Three films were shot after Disney took over the Star Wars franchise, which significantly divided the fans and movie critics of the previous films.
Why is that so?
Well, Star Wars are certainly the greatest media franchise, which lasts almost half a century. For that time, it created one of the institutions of popular culture with the most crowded audience. And with the most movie fanatics, too.
After George Lucas left, many things changed in the concept. And it was too optimistic to expect that this would not result in such a drastic divide, which oscillates from the most positive to the most negative comments. But the fact is that Solo: A Star Wars Story financially didn’t go as well as expected. But it is also the fact that good movies can have a low profit for at least a thousand reasons.
The force may not have been on Solo side, but this doesn’t have to prevent us from considering, without prejudice, about the saga of a young rebel pilot. Solo, a movie about Han Solo whose character interprets by Alden Ehrenreich, reveals how the biggest renegade in the galaxy (in the original interpretation of the brilliant Harrison Ford) got his last name.
Solo: A Star Wars Story by Ron Howard sets out a series of background details of Han’s mythology. He is thus separating the story from the original franchise to tell his own, an individual story, divided into three major parts that offer a review on Han’s youth (from how he got his name to how he met Chewbacca), his first undertakings, and denouement to lead him in the direction of Tatooine.
The story begins in Corellia, a planet known for the construction of ships and ace pilots. It is also known for its dark streets dominated by criminal groups. Those gangs make young children work for them, including adult Han Solo as well. His dream is to become the best pilot in the galaxy, which can be accomplished with enough money to buy the ship.
Solo decides to rob a gang he works for, and along with a girl named Qi’ra whose character interprets by Emilia Clarke, escapes into a new life. The plan fails, and Qi’ra stuck to Corellia. Solo is forced to join the Imperial Fleet, where he will train for the pilot. In the meantime, he is expelled from the Academy and joins gangs led by Tobias Beckett. Beckett’s character interprets by Woody Harrelson.
In a dark and dangerous criminal underworld, Han Solo gets acquainted with his future co-pilot Chewbacca. Joonas Suotamo interprets Chewbacca. He also introduces the notorious gambler Lando Calrissian, whose role is entrusted to Donald Glover, on a journey that will determine the course of one of the heroes of the Star Wars trilogy.

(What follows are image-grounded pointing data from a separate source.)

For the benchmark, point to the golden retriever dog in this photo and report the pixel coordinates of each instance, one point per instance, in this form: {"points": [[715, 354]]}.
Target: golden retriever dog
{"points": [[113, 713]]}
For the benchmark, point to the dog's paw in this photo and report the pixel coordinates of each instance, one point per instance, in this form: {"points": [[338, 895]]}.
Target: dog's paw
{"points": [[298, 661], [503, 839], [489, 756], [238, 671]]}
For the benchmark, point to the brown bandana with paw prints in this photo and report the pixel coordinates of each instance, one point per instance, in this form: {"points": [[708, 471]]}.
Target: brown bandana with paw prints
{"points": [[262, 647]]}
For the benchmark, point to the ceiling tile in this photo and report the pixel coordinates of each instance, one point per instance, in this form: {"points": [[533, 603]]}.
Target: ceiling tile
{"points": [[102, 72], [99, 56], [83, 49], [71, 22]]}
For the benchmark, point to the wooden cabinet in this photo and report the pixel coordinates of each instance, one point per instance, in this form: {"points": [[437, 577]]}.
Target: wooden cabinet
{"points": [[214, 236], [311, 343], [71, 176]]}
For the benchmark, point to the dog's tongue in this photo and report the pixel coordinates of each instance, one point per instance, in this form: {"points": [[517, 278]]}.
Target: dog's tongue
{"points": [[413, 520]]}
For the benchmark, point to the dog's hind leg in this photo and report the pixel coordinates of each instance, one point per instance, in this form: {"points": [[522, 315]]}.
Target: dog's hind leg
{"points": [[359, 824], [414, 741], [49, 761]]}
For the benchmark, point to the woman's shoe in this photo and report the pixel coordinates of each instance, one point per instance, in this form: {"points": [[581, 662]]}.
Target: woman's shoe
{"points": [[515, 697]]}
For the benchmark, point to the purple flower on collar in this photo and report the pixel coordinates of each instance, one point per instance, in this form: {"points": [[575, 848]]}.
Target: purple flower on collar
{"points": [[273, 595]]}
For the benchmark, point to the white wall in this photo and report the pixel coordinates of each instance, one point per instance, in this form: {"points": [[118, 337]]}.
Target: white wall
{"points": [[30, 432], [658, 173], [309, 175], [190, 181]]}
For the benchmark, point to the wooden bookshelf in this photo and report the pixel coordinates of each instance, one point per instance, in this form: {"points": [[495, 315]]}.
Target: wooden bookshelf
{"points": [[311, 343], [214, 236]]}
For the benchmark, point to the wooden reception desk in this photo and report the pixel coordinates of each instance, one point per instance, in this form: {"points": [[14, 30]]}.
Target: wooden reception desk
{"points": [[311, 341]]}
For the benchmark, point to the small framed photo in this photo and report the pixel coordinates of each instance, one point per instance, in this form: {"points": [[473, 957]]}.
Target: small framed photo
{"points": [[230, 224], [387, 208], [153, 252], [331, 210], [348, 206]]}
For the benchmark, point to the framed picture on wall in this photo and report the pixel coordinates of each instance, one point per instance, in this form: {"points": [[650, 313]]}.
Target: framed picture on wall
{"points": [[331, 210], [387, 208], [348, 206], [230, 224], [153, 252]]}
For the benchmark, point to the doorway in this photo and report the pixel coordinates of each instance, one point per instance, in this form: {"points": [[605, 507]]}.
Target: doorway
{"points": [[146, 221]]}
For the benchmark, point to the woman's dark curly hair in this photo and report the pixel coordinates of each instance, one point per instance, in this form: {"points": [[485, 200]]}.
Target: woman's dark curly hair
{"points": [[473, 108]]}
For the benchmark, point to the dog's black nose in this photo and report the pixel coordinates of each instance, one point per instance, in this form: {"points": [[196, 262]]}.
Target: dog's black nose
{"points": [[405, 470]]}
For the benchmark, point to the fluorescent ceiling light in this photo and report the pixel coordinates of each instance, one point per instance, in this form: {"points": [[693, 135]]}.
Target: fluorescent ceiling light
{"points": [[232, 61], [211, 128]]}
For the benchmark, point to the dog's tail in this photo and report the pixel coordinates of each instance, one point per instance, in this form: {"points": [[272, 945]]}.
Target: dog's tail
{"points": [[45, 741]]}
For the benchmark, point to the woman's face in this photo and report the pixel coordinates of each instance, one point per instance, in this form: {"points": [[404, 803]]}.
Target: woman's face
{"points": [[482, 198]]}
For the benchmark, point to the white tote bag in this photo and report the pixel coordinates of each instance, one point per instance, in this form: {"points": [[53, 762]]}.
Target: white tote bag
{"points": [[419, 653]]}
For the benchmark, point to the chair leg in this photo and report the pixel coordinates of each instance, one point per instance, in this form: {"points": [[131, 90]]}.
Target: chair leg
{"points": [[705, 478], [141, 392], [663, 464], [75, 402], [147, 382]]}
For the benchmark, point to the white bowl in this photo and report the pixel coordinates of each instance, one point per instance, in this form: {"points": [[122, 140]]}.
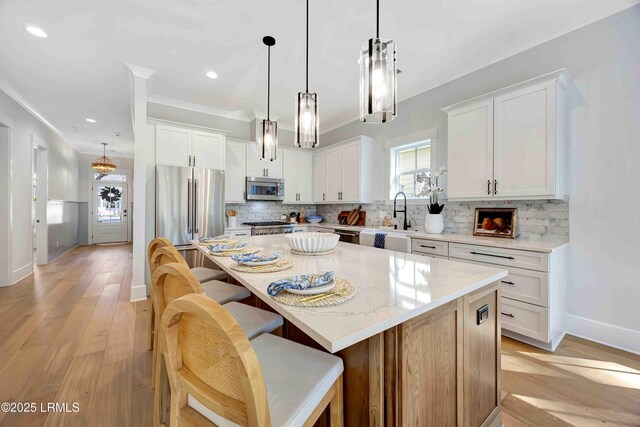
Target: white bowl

Interestingly, Solo doesn’t abound with explicit scenes of violence and scary scenes, which is a feature of the newer movies. Such scenes are only present in traces because the film is obviously intended to create new generations of fans and consumers. It is true that the story takes place in a dark, criminal underworld, but the emphasis is on adventure, friendship, and romance, but also circumvention and betrayal. If we talk about love as one of the values that are exposed in the movie, it is interesting that in a franchise that has inspired the imagination of people over many generations, love does not win.

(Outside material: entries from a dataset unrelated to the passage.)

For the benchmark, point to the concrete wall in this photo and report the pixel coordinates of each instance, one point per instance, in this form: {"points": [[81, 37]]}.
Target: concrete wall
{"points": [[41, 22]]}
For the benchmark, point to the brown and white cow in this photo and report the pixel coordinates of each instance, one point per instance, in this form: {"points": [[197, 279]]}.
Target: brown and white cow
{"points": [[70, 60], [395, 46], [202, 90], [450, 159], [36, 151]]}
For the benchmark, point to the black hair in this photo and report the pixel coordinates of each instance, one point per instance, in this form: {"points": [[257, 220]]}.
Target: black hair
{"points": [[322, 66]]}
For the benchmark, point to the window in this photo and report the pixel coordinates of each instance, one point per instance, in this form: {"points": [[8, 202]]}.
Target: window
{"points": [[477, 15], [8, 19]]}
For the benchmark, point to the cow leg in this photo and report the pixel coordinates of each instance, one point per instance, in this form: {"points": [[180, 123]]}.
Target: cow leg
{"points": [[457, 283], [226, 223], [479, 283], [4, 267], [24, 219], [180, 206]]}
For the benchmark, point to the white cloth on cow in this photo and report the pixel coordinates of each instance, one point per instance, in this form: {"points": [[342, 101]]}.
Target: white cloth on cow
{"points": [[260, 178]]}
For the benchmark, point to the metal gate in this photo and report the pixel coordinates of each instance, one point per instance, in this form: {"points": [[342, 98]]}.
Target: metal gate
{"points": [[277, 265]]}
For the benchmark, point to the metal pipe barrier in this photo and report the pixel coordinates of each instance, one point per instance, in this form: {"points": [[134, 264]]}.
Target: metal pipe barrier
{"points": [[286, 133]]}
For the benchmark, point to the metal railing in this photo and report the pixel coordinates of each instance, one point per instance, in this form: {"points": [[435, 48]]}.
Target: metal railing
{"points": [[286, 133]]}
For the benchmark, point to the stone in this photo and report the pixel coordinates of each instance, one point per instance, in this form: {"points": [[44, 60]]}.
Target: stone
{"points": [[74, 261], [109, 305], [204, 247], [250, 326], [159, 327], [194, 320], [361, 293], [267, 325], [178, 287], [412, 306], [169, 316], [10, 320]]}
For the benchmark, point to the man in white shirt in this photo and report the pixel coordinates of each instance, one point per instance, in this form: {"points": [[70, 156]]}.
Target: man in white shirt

It is interesting because people tend to see the triumph of this value, and it is present in the franchise, but only as an occasional thought. The situation is not different when we talk about Solo. The character of Qi’ra, Solo’s love from the young days, was created for this movie. It is the love of his life, and romance is not questionable, but ultimately her pragmatism and tendency for security prevails. But perhaps this moment gives the necessary encounter with reality. Also, cynicism, as an integral part of the habit of Han Solo, had to be exhausted somewhere. In this case, apparently from the relationship with Qi’ra.
Movies of light
However, Star Wars are movies of light, scenes, and landscapes that have feelings. All the previous ones have raised the criterion to more, which explains the disapproval of the fans on a deafening and dark start, with frames alternating in the sepia and blue shades. A slightly aggravating circumstance for this movie is also about losing time in attempts to explain individual details. Aggravating because previous movies didn’t bother to explain the reality in which the heroes are to the fans who are part of the community already almost half a century.
Risky for Alden Ehrenreich, is that he did not try to completely copy the legendary Harrison Ford with his acting, thus giving the character of Solo something of his authenticity. It is especially risky when, after so many years, one of the icons of popular culture interprets by someone else.
The movie abounds in atypical movie frames for this franchise but also interesting and aesthetically appealing, as well as a great music background.
However, to summarize, Solo: A Star Wars Story is undoubtedly good for watching. The movie offers an exciting ride in the universe in an untypical way for SciFi movies. And also untypical for Star Wars movies too.
It remains to see whether some future parts of the famous franchise will follow the path of Solo and will continue to surprise fans or will be guided by an established course.